This is a very good time and situation to engage in and practice compassion and empathy, for the victims, their families and friends. However, it is also a good time to practice compassion and empathy for the one(s) committing these tragedies. Without fail they were tortured souls. Perhaps it is a very good time to feel, not practice, compassion and empathy for our whole society. None of the perpetrators were born killers. Something happened along the way that created that. Maybe an abusive home situation, bullying at school and other places leading to a very compromised self-image. So, perhaps society, as a whole, has a shared responsibility.

I am a parent and a grandparent. What did and am I teaching and displaying for my children and grandchildren? Have I engaged in emotional sabotage? Was my brand of discipline that which tore down self-esteem? Did I discipline out of anger or love? Was disciplining for my benefit or theirs? Did I try to be fair and equitable? I cannot answer those questions objectively, but they can.

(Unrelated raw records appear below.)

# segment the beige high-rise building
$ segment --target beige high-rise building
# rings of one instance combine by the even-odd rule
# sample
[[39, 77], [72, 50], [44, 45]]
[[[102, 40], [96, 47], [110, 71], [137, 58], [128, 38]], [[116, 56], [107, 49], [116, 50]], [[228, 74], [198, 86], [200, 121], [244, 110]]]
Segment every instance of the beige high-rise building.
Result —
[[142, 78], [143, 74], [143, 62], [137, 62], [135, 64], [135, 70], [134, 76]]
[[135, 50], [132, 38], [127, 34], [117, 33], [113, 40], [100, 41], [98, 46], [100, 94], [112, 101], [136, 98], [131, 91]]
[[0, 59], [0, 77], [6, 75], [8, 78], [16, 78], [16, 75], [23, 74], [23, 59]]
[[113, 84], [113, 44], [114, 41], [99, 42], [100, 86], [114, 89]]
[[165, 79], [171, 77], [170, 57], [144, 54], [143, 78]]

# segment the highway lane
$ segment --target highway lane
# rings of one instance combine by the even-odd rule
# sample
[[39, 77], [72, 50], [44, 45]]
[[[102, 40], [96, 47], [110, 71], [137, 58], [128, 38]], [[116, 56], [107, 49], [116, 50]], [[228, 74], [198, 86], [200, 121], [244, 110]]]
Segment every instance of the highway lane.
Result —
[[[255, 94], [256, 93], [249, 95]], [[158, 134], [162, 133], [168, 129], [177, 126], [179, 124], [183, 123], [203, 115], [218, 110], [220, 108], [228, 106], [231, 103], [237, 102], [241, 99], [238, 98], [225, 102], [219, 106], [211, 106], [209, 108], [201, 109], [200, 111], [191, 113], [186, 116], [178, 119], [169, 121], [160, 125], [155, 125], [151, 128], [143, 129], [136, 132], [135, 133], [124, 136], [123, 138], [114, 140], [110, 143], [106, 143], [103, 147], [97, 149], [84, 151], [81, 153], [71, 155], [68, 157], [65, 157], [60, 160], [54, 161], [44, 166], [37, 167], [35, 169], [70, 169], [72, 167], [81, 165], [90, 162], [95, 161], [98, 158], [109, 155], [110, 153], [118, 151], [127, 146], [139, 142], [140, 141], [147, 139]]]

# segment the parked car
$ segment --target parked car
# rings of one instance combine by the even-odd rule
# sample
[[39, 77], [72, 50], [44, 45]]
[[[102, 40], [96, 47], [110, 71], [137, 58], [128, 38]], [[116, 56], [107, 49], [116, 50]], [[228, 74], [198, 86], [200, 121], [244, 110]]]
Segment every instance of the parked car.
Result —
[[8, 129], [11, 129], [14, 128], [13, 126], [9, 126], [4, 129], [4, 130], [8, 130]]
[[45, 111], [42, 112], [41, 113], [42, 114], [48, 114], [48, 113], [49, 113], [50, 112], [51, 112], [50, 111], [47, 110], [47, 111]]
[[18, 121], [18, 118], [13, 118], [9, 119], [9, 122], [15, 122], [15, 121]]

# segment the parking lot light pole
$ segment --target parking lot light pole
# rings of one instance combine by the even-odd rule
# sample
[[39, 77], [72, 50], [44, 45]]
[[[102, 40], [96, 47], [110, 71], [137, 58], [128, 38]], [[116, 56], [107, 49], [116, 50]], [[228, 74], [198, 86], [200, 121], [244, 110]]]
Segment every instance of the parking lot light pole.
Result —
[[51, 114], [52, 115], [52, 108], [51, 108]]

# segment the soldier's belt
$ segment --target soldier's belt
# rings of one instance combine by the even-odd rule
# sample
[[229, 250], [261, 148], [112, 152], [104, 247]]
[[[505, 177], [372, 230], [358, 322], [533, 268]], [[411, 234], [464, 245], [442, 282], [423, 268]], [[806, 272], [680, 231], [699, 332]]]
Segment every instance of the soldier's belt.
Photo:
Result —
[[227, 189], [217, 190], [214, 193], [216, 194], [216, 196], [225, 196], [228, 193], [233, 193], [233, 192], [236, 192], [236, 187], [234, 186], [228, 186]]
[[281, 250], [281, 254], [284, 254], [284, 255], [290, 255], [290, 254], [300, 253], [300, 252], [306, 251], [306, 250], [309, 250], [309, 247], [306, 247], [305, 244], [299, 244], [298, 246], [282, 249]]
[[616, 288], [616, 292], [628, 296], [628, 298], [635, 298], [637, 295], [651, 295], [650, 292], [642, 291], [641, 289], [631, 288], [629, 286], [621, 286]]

I think that if we are to emerge as a species, a society of truly advanced beings, then we must change the way we see ourselves in relation to our greater environment to a more positive view. Then, we must begin to act the way we want our world to be. As Gandhi said, “Be the change you want to see.” I think tragedies will always happen, but maybe they can be things that are not perpetrated by a sense of violence. An earthquake is a tragedy but it is not malevolent. We, as human beings are in control of how we behave. Bad behavior is never a good excuse for much of anything. Bad behavior is a personal choice, not one forced on us. A big part of it comes down to taking personal responsibility for one’s direction, actions, and behavior. So, come and walk with me for a while and lets think about this and maybe, together we can find ways to improve on our own behaviors. Maybe you will help me with mine. I love you.